Imagine 10 rabbits lost at sea, in a boat carved out of a giant carrot.

The carrot is their only source of food, so they all keep nibbling at it. The boat is shrinking rapidly – but none of them wants to be the first to stop, because then they’ll be the first to starve. There’s no point in any of them stopping unless everyone stops – if even one rabbit carries on eating, the boat will sink.

This is the international climate crisis in a (Beatrix Potter-flavoured) nutshell: action by individual nations achieves little unless we all act together. Of course, reality is a little more complex. While it’s easy to imagine the rabbits reaching a simple agreement where they all learn to dredge for seaweed instead, our situation involves massive global inequalities, differing levels of responsibility, and a history of exploitation and broken international promises.

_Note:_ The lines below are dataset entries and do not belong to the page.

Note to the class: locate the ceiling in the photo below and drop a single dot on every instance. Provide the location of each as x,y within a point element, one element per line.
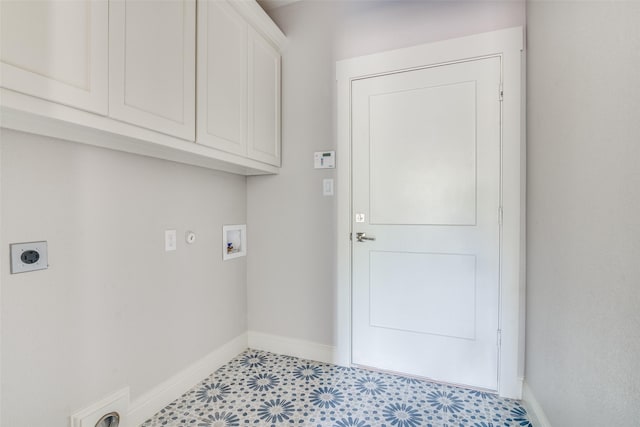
<point>272,4</point>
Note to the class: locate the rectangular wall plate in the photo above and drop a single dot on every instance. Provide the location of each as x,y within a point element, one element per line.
<point>324,160</point>
<point>30,256</point>
<point>234,241</point>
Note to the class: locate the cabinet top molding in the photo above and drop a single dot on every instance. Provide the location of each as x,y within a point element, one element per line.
<point>262,23</point>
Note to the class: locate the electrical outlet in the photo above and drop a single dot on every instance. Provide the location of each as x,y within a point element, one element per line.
<point>29,257</point>
<point>170,241</point>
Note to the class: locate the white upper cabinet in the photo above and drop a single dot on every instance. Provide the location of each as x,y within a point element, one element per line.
<point>152,64</point>
<point>264,101</point>
<point>56,50</point>
<point>222,77</point>
<point>239,80</point>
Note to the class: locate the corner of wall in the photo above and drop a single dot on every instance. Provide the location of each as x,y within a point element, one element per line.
<point>533,407</point>
<point>154,400</point>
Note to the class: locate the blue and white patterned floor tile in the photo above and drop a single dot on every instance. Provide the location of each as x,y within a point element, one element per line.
<point>264,389</point>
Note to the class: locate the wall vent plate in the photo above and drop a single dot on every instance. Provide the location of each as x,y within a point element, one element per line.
<point>28,257</point>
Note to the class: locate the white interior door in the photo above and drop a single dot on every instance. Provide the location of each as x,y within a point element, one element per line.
<point>426,186</point>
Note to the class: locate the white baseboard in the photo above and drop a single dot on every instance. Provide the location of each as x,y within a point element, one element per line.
<point>539,419</point>
<point>147,405</point>
<point>292,347</point>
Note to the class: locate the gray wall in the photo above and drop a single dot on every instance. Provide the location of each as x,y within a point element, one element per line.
<point>114,308</point>
<point>291,268</point>
<point>583,317</point>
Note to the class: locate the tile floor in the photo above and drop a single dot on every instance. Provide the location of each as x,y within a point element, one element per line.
<point>264,389</point>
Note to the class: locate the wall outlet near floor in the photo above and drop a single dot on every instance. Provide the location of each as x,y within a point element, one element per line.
<point>29,257</point>
<point>170,241</point>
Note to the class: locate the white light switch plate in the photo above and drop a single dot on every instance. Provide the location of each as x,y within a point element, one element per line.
<point>324,159</point>
<point>170,240</point>
<point>327,187</point>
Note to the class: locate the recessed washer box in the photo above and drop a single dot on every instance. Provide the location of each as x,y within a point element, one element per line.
<point>30,256</point>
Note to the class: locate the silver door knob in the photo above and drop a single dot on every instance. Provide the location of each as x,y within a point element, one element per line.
<point>361,237</point>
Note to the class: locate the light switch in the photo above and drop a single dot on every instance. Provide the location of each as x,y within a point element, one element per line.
<point>170,240</point>
<point>327,187</point>
<point>324,159</point>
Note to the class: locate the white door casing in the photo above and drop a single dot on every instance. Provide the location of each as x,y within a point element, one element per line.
<point>426,172</point>
<point>506,45</point>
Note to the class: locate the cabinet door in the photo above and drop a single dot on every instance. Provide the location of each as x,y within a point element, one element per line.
<point>56,50</point>
<point>152,65</point>
<point>264,101</point>
<point>222,77</point>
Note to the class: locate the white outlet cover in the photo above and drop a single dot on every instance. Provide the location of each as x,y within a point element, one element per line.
<point>117,402</point>
<point>170,242</point>
<point>327,187</point>
<point>17,249</point>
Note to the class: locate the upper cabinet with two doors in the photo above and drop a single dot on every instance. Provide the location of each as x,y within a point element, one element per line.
<point>128,68</point>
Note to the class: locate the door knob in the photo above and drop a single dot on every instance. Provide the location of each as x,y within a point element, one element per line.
<point>361,237</point>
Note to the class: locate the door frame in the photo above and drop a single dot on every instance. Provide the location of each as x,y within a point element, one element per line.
<point>508,44</point>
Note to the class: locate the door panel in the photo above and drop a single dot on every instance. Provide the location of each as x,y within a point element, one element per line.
<point>264,100</point>
<point>426,174</point>
<point>56,50</point>
<point>152,65</point>
<point>433,133</point>
<point>222,77</point>
<point>437,283</point>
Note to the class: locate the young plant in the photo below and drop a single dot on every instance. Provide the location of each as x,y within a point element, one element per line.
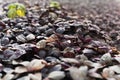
<point>16,10</point>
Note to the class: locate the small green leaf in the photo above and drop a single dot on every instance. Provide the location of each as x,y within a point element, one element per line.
<point>16,10</point>
<point>55,4</point>
<point>12,13</point>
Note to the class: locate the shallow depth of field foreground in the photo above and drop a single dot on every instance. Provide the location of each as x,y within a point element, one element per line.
<point>60,40</point>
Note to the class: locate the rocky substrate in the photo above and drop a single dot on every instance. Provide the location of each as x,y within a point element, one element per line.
<point>59,44</point>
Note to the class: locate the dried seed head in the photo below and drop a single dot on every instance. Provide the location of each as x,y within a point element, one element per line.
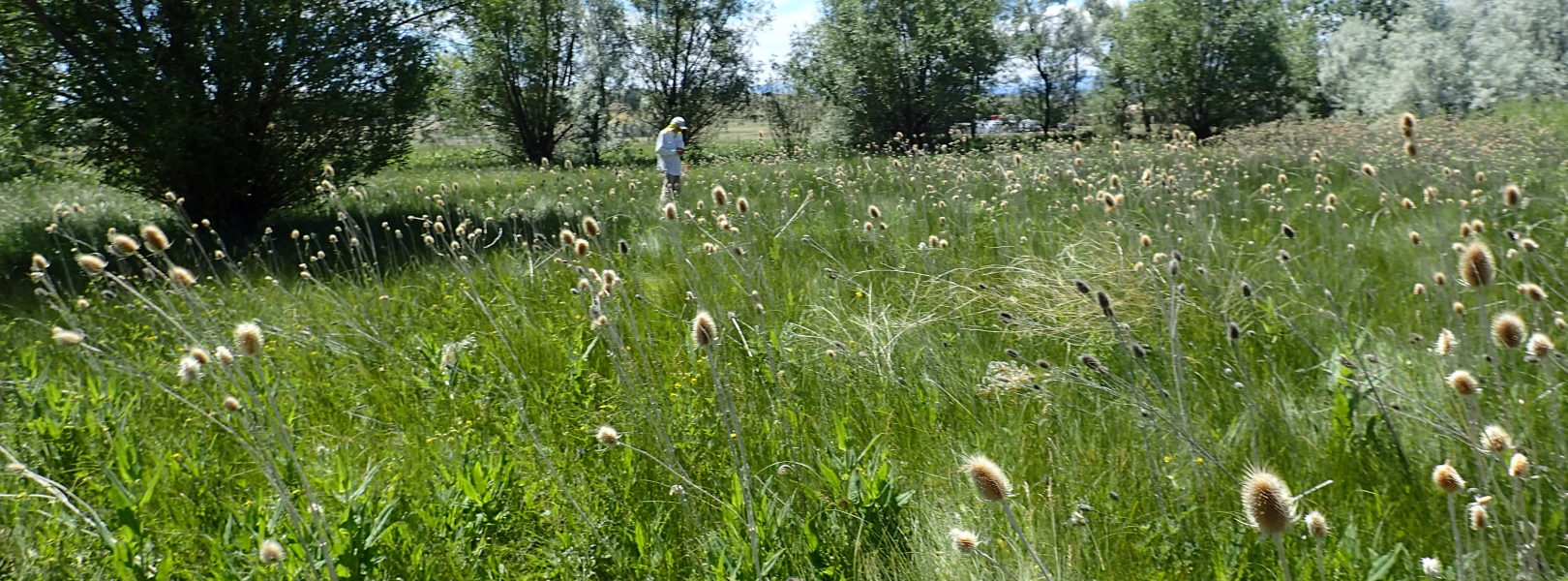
<point>1479,518</point>
<point>182,277</point>
<point>607,436</point>
<point>272,552</point>
<point>1463,382</point>
<point>124,244</point>
<point>963,540</point>
<point>990,481</point>
<point>1267,502</point>
<point>1539,348</point>
<point>1518,467</point>
<point>248,338</point>
<point>1315,525</point>
<point>1493,440</point>
<point>1446,343</point>
<point>91,262</point>
<point>1448,479</point>
<point>1477,265</point>
<point>154,237</point>
<point>1507,330</point>
<point>66,338</point>
<point>703,330</point>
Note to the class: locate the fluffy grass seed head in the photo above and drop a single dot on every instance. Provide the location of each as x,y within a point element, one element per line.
<point>272,552</point>
<point>703,330</point>
<point>607,436</point>
<point>154,237</point>
<point>1267,502</point>
<point>1448,479</point>
<point>1518,467</point>
<point>248,340</point>
<point>1463,382</point>
<point>963,540</point>
<point>66,338</point>
<point>1315,525</point>
<point>1494,440</point>
<point>988,479</point>
<point>1476,264</point>
<point>1507,330</point>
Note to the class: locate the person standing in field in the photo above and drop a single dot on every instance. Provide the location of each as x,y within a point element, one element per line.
<point>668,149</point>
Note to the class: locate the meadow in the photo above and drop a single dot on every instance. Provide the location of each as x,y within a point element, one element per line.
<point>1023,360</point>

Perhaps, then, we shouldn’t be too surprised that the international climate negotiations – which began in earnest in 1990 with the talks that created the UN Framework Convention on Climate Change (UNFCCC) – have not yet got us a workable global solution. The best we’ve managed so far has been the 1997 Kyoto Protocol, under which industrialized nations (known as ‘Annex 1’ countries) pledged to cut their CO2 emissions by a completely inadequate 5.2 per cent by 2012. The US famously pulled out of the deal, and most of those who remained in are unlikely to achieve even these small cuts.

A Fair Point

Meanwhile, no definite plan has been agreed for ensuring that the poorer nations switch to a climate-friendly development path. The US says it won’t play unless, in the name of ‘fairness’, all non-Annex 1 countries also take on emissions reduction targets. Southern governments, however, point out that they’ve arrived late to the fossil fuel party: the industrialized nations got us into this mess by emitting, over the past 200 years, the vast majority of the greenhouse gases currently warming up the atmosphere. How can the Annex 1 countries demand that the South restrict its development with tough carbon targets when the North has mostly missed its own Kyoto goals?

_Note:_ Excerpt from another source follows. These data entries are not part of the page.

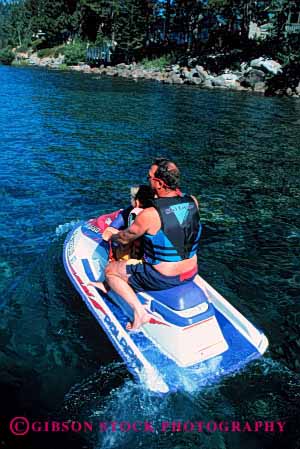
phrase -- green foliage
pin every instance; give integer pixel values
(52, 52)
(75, 53)
(36, 44)
(6, 56)
(157, 63)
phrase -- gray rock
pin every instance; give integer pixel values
(226, 80)
(252, 77)
(268, 65)
(203, 74)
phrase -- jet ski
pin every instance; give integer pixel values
(195, 336)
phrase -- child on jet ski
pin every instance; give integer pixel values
(141, 198)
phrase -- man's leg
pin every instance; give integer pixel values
(117, 279)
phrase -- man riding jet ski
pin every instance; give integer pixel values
(189, 334)
(171, 233)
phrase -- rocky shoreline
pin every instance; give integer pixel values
(251, 76)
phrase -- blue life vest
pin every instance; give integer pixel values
(178, 238)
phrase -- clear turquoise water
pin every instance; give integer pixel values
(72, 145)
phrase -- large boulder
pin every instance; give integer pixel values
(226, 80)
(201, 73)
(267, 65)
(252, 77)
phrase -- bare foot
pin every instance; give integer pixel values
(99, 285)
(138, 321)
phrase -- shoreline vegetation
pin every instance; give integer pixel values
(258, 75)
(243, 45)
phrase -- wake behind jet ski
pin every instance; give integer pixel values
(194, 336)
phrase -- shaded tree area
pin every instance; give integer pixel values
(151, 28)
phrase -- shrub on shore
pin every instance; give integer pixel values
(75, 53)
(6, 56)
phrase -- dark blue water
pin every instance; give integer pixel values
(72, 145)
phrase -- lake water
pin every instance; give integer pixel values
(72, 145)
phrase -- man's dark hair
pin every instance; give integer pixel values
(167, 172)
(145, 195)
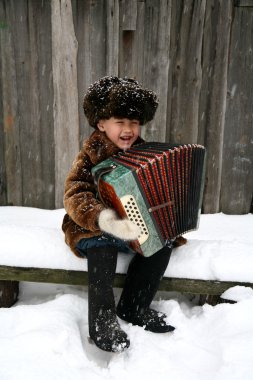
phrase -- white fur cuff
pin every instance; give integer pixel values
(120, 228)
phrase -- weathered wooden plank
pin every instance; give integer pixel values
(243, 3)
(90, 26)
(66, 121)
(12, 172)
(215, 119)
(129, 14)
(3, 187)
(131, 46)
(156, 62)
(237, 165)
(39, 156)
(60, 276)
(112, 37)
(186, 70)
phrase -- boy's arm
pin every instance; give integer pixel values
(80, 200)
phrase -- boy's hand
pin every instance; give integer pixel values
(121, 228)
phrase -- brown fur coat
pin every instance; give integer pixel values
(80, 201)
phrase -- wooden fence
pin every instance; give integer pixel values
(196, 54)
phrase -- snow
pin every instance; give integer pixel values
(221, 249)
(44, 336)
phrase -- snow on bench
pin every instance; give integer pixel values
(217, 256)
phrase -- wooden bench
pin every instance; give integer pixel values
(40, 232)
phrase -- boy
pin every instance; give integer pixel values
(116, 108)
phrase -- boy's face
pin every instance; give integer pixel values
(121, 131)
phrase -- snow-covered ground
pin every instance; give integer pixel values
(44, 336)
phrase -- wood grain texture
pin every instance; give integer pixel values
(60, 276)
(196, 54)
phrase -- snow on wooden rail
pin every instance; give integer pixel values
(217, 256)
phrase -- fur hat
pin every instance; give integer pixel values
(119, 97)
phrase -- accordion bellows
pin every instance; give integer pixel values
(156, 185)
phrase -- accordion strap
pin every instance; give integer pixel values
(97, 177)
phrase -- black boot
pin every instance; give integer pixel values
(142, 282)
(104, 327)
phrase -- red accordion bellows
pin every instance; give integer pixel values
(169, 177)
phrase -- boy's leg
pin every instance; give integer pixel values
(142, 282)
(104, 328)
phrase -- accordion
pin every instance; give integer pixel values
(158, 186)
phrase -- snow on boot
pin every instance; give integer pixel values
(150, 319)
(104, 328)
(142, 282)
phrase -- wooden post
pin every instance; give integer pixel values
(8, 293)
(66, 120)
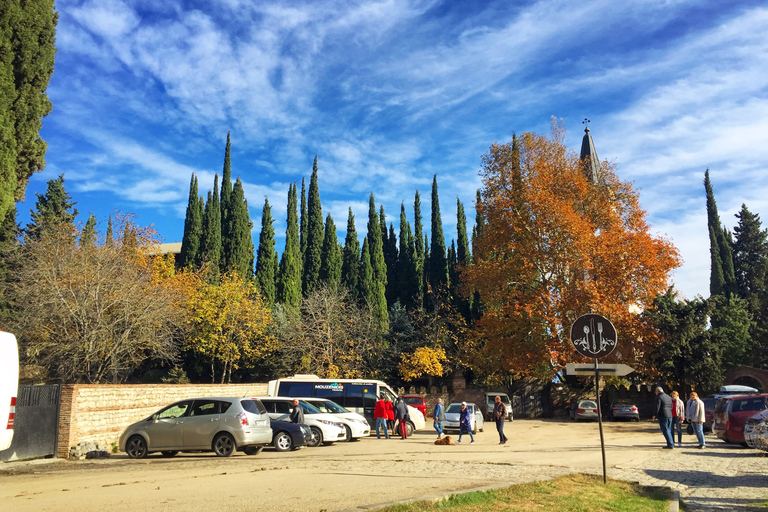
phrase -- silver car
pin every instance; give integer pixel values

At the same time, despite promised funds to support low-carbon development, to adapt to the impacts of climate change, and to transfer to low-carbon technology, the only real money flowing from North to South through the UNFCCC process has been via the highly flawed Clean Development Mechanism (CDM). This has allowed wealthy nations to offset their domestic emissions with such ‘clean development’ projects as urban landfill sites, giant dams that were being built anyway, and slightly more efficient steel refineries. There are now near-universal calls for the CDM to be reformed, or scrapped altogether and replaced with something fairer.

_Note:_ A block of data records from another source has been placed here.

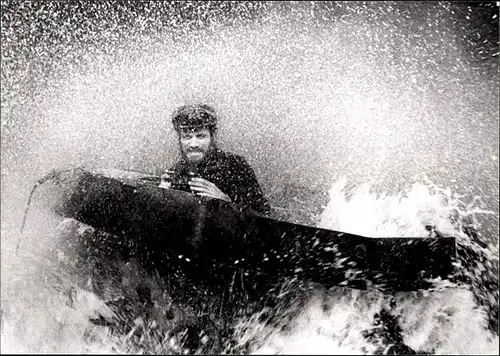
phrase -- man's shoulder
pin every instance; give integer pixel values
(230, 157)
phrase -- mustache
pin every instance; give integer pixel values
(199, 150)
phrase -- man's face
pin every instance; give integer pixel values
(195, 144)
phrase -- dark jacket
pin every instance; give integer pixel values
(230, 173)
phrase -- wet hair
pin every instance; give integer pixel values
(192, 117)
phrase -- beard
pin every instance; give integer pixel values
(196, 155)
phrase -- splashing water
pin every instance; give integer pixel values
(365, 95)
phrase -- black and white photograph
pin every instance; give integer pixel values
(249, 177)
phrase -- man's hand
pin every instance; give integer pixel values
(165, 181)
(203, 187)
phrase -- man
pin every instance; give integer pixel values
(206, 170)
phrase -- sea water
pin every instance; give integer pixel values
(370, 118)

With Kyoto limping to the end of its life, governments are feverishly trying to strike a new deal on global emissions cuts between 2012 and 2020. They’ll be thrashing it out in meetings in Bonn in April and June, with the aim of signing an agreement at the next big Conference Of Parties (COP) – Copenhagen, 1-12 December 2009.

Efforts have been focused on getting the US – responsible for 30 per cent of current emissions – to sign up. But a deal that favours the interests of wealthy nations over the real needs of the world’s people would fail on two crucial counts. The expanded carbon market demanded by the US and the EU would enrich private traders at the expense of lives and livelihoods in the South; meanwhile, any deal without a strong justice element would almost certainly be rejected by many Southern governments.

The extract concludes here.